Timing Your Refinancing

Most financial advisors will counsel you to wait two years before applying for a new loan. Within those two years, you can reestablish your credit score to good standing and qualify for a Fannie Mae loan with market rates.

However, you can find refinancing sooner by working with a sub-prime lender. Depending on your credit score, cash assets, and income, you can find a financing package only a couple of points higher than conventional rates.

Before You Apply For A Refi Loan

Before you apply for a refi loan, check your credit report to be sure that your bankruptcy was properly discharged. Make sure accounts are in good standing and have accurate information. You can also include a letter explaining the circumstances of your bankruptcy, which can help your loan application.

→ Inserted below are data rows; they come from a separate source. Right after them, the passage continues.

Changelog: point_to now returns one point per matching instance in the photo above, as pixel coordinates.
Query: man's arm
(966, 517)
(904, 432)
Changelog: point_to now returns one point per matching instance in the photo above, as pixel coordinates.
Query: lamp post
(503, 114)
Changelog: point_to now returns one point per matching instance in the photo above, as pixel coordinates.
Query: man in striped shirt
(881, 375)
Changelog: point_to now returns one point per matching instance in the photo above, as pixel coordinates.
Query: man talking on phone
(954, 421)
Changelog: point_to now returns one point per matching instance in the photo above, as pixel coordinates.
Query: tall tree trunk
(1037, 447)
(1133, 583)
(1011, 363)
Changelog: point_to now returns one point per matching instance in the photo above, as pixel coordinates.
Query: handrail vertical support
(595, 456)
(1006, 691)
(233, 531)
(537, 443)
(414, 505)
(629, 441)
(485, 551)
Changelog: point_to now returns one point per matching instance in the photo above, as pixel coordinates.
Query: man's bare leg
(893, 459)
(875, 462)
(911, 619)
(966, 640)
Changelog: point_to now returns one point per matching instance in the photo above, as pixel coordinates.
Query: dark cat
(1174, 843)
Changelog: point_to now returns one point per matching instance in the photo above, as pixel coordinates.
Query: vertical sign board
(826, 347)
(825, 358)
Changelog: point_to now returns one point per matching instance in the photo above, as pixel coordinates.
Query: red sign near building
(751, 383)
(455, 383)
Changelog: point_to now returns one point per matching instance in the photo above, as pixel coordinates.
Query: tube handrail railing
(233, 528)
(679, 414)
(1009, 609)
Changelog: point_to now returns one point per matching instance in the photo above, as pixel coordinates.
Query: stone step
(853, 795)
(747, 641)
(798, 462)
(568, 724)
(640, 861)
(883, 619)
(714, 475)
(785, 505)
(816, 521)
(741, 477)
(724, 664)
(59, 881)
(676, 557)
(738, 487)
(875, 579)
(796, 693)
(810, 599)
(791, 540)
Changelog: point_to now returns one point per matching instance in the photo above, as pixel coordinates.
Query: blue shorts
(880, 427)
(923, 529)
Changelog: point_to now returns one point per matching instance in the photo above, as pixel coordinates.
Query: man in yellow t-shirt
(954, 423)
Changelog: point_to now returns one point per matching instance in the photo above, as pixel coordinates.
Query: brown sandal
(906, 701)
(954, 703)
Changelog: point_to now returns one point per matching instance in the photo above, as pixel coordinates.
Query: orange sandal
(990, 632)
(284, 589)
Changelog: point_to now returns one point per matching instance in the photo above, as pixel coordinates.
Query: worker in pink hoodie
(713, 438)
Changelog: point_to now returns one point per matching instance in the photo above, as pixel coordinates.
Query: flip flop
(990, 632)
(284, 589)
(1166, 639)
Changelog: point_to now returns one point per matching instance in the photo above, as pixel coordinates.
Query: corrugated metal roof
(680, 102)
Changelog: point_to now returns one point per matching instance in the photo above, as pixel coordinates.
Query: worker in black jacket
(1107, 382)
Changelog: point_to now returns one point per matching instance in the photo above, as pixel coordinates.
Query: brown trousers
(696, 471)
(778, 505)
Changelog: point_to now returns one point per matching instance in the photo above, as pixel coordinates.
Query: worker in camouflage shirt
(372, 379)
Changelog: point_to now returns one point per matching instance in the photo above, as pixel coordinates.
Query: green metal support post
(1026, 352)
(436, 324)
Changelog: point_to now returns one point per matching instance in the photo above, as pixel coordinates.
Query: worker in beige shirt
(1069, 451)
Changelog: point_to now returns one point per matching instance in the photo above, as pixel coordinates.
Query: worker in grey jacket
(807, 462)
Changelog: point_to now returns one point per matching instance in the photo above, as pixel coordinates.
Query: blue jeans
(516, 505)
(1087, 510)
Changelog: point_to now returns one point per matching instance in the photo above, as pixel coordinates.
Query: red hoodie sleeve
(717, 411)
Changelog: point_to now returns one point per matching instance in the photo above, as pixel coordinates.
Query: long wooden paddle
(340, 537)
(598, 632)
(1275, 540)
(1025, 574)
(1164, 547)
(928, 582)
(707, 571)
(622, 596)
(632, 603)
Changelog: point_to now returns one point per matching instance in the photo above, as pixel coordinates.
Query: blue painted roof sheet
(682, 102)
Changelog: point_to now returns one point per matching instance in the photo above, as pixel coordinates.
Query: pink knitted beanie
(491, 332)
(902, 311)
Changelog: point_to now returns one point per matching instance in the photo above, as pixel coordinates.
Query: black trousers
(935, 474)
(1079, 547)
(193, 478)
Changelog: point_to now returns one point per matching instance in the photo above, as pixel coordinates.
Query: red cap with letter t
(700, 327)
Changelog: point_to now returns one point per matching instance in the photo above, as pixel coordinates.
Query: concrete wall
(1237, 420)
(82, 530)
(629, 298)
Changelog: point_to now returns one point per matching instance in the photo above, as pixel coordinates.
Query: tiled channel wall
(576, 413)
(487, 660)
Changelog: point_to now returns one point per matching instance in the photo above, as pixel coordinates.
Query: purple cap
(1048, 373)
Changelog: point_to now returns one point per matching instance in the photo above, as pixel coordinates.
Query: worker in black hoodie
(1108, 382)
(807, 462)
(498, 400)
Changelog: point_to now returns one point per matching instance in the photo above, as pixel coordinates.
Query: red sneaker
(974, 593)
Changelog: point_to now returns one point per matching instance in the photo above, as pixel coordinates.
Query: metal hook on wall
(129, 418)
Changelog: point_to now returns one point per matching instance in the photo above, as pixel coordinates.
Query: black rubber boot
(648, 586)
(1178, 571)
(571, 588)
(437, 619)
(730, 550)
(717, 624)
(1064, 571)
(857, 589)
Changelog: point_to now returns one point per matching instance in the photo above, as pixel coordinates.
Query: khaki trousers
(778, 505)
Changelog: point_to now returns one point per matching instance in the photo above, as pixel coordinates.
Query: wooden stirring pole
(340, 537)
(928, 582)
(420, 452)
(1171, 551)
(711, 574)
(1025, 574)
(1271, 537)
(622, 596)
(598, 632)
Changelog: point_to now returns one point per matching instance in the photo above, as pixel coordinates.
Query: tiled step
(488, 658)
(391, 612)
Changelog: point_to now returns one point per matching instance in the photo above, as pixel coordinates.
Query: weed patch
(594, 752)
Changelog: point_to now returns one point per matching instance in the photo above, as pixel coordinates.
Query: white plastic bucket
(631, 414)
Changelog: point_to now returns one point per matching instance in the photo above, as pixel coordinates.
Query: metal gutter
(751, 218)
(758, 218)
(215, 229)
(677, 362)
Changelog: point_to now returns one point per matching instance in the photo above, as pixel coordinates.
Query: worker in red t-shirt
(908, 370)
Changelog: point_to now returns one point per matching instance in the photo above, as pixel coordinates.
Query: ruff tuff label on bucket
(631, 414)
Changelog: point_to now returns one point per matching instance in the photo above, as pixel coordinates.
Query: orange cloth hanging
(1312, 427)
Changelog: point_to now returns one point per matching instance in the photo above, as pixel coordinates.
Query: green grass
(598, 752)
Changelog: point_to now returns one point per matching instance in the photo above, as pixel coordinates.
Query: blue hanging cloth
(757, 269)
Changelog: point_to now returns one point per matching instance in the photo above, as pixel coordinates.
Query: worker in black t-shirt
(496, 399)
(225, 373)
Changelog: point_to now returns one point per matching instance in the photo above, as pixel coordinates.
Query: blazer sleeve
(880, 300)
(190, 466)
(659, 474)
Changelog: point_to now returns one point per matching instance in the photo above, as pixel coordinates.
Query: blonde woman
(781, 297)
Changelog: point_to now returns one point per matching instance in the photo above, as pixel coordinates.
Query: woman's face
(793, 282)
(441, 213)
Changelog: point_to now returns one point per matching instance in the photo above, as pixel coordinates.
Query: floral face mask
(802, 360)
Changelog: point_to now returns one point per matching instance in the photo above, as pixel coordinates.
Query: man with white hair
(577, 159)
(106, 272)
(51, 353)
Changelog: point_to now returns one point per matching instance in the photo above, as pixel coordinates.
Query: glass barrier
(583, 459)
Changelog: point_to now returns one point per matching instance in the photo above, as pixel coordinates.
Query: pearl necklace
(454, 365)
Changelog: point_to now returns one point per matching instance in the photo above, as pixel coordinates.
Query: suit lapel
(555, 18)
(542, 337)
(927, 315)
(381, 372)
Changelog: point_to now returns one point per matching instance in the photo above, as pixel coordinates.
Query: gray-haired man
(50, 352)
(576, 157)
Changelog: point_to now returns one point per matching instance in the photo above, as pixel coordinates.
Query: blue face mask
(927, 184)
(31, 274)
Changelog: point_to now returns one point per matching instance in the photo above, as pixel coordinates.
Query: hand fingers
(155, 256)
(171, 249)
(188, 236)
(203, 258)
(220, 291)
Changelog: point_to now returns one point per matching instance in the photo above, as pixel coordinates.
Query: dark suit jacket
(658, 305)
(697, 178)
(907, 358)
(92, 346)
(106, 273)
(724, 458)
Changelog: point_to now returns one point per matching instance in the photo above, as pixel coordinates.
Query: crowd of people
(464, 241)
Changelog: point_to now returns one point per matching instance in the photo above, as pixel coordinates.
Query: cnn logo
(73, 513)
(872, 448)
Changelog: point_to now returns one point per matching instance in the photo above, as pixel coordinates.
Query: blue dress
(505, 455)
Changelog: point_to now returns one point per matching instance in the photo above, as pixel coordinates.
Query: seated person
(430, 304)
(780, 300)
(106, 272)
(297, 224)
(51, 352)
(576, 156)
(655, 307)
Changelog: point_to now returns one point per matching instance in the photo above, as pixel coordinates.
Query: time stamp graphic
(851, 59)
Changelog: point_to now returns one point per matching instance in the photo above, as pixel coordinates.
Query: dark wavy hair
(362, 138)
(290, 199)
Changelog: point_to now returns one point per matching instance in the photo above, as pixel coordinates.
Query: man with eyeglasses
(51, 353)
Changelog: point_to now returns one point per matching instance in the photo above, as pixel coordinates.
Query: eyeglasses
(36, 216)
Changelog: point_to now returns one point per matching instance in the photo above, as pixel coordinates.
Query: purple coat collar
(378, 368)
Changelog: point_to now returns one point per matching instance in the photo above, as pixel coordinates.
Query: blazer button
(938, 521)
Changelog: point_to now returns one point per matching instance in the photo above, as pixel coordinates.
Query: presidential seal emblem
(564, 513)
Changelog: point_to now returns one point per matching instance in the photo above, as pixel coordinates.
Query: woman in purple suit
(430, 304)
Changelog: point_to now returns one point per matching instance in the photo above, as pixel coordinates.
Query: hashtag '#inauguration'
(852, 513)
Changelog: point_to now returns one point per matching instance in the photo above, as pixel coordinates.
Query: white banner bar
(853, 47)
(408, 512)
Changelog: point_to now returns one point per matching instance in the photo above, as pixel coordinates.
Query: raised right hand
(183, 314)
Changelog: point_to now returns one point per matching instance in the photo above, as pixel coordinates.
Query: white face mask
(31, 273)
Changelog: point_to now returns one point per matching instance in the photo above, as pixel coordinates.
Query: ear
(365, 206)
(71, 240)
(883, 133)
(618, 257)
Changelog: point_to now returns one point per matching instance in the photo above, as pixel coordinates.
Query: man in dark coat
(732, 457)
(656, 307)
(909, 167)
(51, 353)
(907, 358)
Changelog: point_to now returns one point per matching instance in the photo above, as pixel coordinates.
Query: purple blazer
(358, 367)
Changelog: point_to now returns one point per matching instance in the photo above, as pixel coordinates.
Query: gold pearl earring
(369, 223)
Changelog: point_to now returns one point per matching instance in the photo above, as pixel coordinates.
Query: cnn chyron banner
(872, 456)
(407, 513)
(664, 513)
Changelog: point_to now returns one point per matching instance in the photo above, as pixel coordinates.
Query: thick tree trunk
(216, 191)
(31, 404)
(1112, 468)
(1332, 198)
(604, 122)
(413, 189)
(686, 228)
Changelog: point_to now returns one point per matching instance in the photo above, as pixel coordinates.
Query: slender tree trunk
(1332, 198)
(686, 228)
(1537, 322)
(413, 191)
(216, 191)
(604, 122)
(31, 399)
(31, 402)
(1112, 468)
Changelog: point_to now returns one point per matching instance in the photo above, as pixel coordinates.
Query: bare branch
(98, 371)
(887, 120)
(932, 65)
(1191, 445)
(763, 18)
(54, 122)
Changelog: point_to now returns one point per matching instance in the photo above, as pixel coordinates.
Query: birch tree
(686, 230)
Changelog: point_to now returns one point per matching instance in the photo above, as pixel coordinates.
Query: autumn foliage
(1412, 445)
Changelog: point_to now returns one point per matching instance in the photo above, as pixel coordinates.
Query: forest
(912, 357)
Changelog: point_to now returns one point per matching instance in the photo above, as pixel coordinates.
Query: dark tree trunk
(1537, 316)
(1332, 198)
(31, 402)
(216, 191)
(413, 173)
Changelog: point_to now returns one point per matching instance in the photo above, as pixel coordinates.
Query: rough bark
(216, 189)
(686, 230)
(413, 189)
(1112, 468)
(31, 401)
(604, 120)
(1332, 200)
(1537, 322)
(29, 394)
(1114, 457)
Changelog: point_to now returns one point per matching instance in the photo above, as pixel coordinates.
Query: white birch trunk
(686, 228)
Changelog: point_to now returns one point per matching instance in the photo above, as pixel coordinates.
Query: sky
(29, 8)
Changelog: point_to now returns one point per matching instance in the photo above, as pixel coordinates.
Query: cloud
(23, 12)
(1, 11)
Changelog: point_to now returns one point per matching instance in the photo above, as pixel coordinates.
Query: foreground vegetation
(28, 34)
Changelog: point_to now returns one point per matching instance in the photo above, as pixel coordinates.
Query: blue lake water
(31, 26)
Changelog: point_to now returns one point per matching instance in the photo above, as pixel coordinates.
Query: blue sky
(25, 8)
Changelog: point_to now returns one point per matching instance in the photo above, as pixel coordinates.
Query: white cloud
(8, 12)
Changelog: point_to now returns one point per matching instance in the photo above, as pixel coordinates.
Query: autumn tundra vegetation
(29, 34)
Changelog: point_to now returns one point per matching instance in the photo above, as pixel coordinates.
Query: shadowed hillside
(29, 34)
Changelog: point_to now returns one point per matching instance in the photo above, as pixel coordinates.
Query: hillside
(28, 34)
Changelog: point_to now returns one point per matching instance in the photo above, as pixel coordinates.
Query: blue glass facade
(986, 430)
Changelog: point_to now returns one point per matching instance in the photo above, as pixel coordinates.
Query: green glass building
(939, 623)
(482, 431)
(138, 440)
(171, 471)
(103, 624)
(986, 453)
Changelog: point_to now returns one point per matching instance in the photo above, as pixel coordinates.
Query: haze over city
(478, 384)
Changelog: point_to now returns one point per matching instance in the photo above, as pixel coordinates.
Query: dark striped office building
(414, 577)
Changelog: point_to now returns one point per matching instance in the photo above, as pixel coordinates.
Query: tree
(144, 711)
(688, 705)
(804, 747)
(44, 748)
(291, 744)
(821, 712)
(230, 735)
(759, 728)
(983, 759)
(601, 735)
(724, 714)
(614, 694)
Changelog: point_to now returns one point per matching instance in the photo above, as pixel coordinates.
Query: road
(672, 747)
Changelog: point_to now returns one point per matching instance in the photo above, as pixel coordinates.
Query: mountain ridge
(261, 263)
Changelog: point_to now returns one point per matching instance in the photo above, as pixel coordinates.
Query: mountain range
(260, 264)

Also, take the time to research lenders. Just like with any product, shopping around will guarantee that you get the best deal. It just takes a few minutes to receive loan quotes online. And you can review them at home with no pressure. While you are looking at rates, also note fees and closing costs.

Getting Better Rates

If you didn’t get the best terms or rates on your first mortgage, now is the time to find them. For the lowest payments, choose an adjustable rate mortgage. Usually for the first two to five years rates will be lower than fixed rates. Some lenders will also allow you to lock in a rate for a fee.

Interest rates can also be lowered by choosing a shorter term loan. While your total interest costs will be less, your monthly payments will be higher. Some lenders will also lower rates if you set up an automatic payment, usually debited from your checking account.